As to programming experience - well, I wrote how PRNGs work in concept, and isn’t that true? Mathematics - clustering, isn’t THAT true? And twenty plus years of Axis and Allies experience - well when I say there’s no substitute for live defender decisions, I already outlined months ago how you CAN create a complete substitute but that’s so cumbersome to use it’s just as bad as the current situation, and if you do NOT have live defender decisions that changes defender ability to respond - and that affects everything from removing 2 fighters then 1 carrier then 2 fighters then 1 carrier etc if defending fighters don’t have a safe landing zone to taking preferentially Russian or UK or US troops as casualties, changing the units available to potentially do territory trading with air backup, to wanting subs NOT to submerge for a main fleet, but wanting them to ALSO submerge at other areas on the same round. Those distinctions aren’t something that very casual players are going to think important - but they ARE a distinct part of Axis and Allies play for veterans - and as I said, if you DID want to have a “casual” oriented Axis and Allies fine, but saying the online version is based on the 1942 v2 board game when there are actually a lot of differences! - well.

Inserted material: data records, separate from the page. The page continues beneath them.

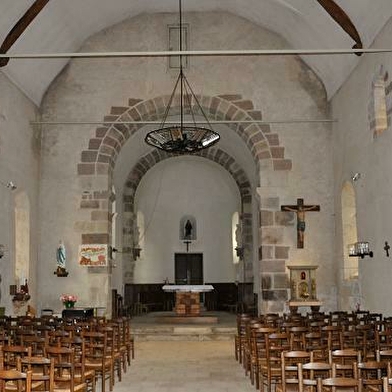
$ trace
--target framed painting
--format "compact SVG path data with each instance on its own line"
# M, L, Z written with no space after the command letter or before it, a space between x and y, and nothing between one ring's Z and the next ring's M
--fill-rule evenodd
M108 265L107 244L84 244L79 246L79 264L87 267Z

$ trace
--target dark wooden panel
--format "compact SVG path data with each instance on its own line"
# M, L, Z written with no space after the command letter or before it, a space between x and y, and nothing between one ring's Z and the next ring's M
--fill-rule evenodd
M145 310L172 310L174 293L162 290L163 283L135 283L124 287L124 306L133 308L135 304L145 305Z

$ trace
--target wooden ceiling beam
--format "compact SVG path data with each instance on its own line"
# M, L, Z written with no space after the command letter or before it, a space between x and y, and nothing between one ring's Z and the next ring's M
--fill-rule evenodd
M50 0L36 0L32 6L26 11L26 13L18 20L15 26L5 37L4 42L1 44L0 53L6 54L12 45L18 40L18 38L23 34L35 17L42 11L42 9L49 3ZM9 58L0 59L0 67L5 67Z
M355 41L353 49L362 49L363 44L358 30L350 17L344 10L335 3L334 0L317 0L318 3L328 12L335 22ZM362 53L356 53L360 56Z

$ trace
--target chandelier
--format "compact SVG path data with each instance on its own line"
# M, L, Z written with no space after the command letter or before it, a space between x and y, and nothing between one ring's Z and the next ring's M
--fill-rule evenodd
M179 50L182 52L182 8L179 0L180 14L180 33L179 33ZM169 102L165 109L163 120L158 129L147 134L145 141L147 144L164 150L169 153L191 154L212 146L217 143L220 136L213 131L211 125L200 105L195 93L193 92L183 70L182 54L179 55L180 73L174 85ZM173 104L174 97L179 90L180 118L178 123L173 125L167 124L167 117ZM204 126L197 125L195 115L201 113L204 117L202 123ZM189 115L192 121L185 123L184 116Z

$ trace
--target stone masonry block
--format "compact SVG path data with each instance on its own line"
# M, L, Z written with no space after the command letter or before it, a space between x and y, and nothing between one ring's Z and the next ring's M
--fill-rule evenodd
M261 229L261 242L266 244L281 244L283 242L283 228L266 227Z
M91 175L95 174L94 163L79 163L78 164L78 175Z
M287 301L287 290L263 290L262 297L265 301Z
M269 290L272 287L272 278L270 275L263 275L261 277L262 290Z
M108 244L108 233L89 233L82 234L82 244Z
M293 163L291 159L274 159L274 170L291 170L293 168Z
M265 135L270 146L279 146L279 136L276 133L270 133Z
M260 270L264 272L285 273L286 263L284 260L263 260L260 263Z
M260 226L273 226L274 213L272 211L260 211Z
M279 208L279 202L279 197L262 197L260 200L262 208L271 208L275 210Z
M275 258L277 259L288 259L289 258L289 250L288 246L276 246L275 247Z
M272 158L284 158L284 147L271 147Z
M279 226L293 226L294 212L292 211L276 211L275 223Z
M274 247L273 246L260 246L262 259L273 259L274 258Z
M98 220L109 221L109 219L110 219L110 214L108 211L93 211L91 213L91 220L93 221L98 221Z
M286 274L275 274L274 275L274 288L275 289L287 289L289 287L289 280Z
M99 208L98 200L82 200L80 202L80 208Z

And to wrap up - I know it’s a lot of text here. But let’s not shoot the messenger okay? I tried short versions, all the time. I asserted allied carrier use was important. Wasn’t accepted, so I wrote a whole treatment of the issue (and more besides). I said PRNG was a public relations issue. Wasn’t accepted so I wrote out the details of how I think it should be treated. I said the developers needed to hire a competent statistician to look at things. Wasn’t done. So what can reasonably be done? I stated things in brief, they don’t get traction. I say hire professionals, it doesn’t happen. I write out a great amount of detail - NOT EXHAUSTIVE by any means, but just the bare minimum to shape and inform the case - and I get called out for text walls. It’s like really now. I don’t have any skin in the game, is it expected that I personally underwrite the bills for the research or for hiring experts or to do the work myself?
I understand I can’t expect people to understand decades of context from a few paragraphs. I understand even if the game generated up to four million in revenue that’s spoken for (to generate profits, if nothing else - and since it’s always a case of comparison with investments, maximum profit for minimum resource allocation is a reasonable goal). And I understand people don’t want to read a load of text. But reasonably, what else should I do or can I do?
To quote Tolkien’s “The Hobbit”
“What else do you suppose a burglar is to do?” asked Bilbo angrily. “I was
not engaged to kill dragons, that is warrior’s work, but to steal treasure. I made
the best beginning I could. Did you expect me to trot back with the whole hoard
of Thror on my back? If there is any grumbling to be done, I think I might have a
say. You ought to have brought five hundred burglars not one. I am sure it
reflects great credit on your grandfather, but you cannot pretend that you ever
made the vast extent of his wealth clear to me. I should want hundreds of years
to bring it all up, if I was fifty times as big, and Smaug as tame as a rabbit.”
It worked out for Bilbo and the dwarves; maybe things will all work out here too.